Results and Conclusions: MTS assay demonstrated a significant increase in proliferation over time in all groups. In addition, statistical differences were found between the individual groups. Both perfusion and mechanical stimulation enhanced the proliferation of BMSC compared with static control. There was no significant difference between the two dynamic culture groups. Similar result was observed from the total protein concentration assay. Light microscope and SEM analysis shown the cells distributed throughout the entire scaffold after incubation for 24 hours. After one and two weeks of static and dynamic culture, cells were observed growing through the pores within the scaffolds, spreading uniformly and extensively (Figure 1 [Fig. 1], Table 1 [Tab. 1]).

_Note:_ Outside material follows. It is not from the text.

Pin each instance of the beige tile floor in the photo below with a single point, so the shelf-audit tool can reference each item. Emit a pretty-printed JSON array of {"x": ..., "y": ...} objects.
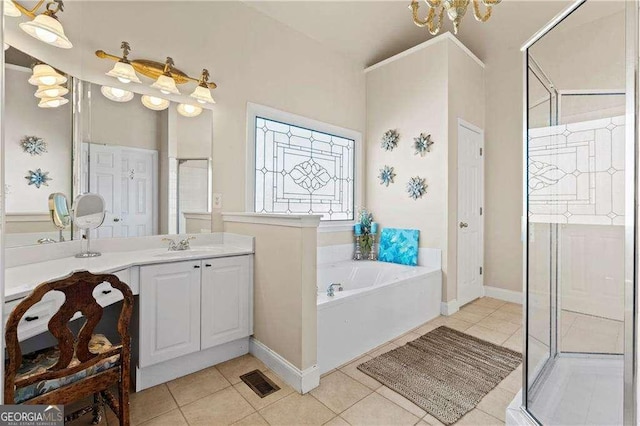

In this study, the axial displacement about 800 µm was imposed on the constructs. The compressive strain experienced under this loading condition was 10%, which mimics the reported 10% compressive strain for a native meniscus in vivo. A perfusion rate of 10 ml/min was applied according to our previous experience in 3-dimensional cell culture system. The results shown perfusion culture condition can enhance the proliferation of BMSC cultured in polyurethane scaffolds compared with static control. In addition, the mode of mechanical stimulation had no negative effect on the cell proliferation. These are promising results indeed. Further research about this mechanical stimulation on the differentiation of BMSC should be done. Hopefully, we can construct an ideal tissue-engineered meniscus in this way.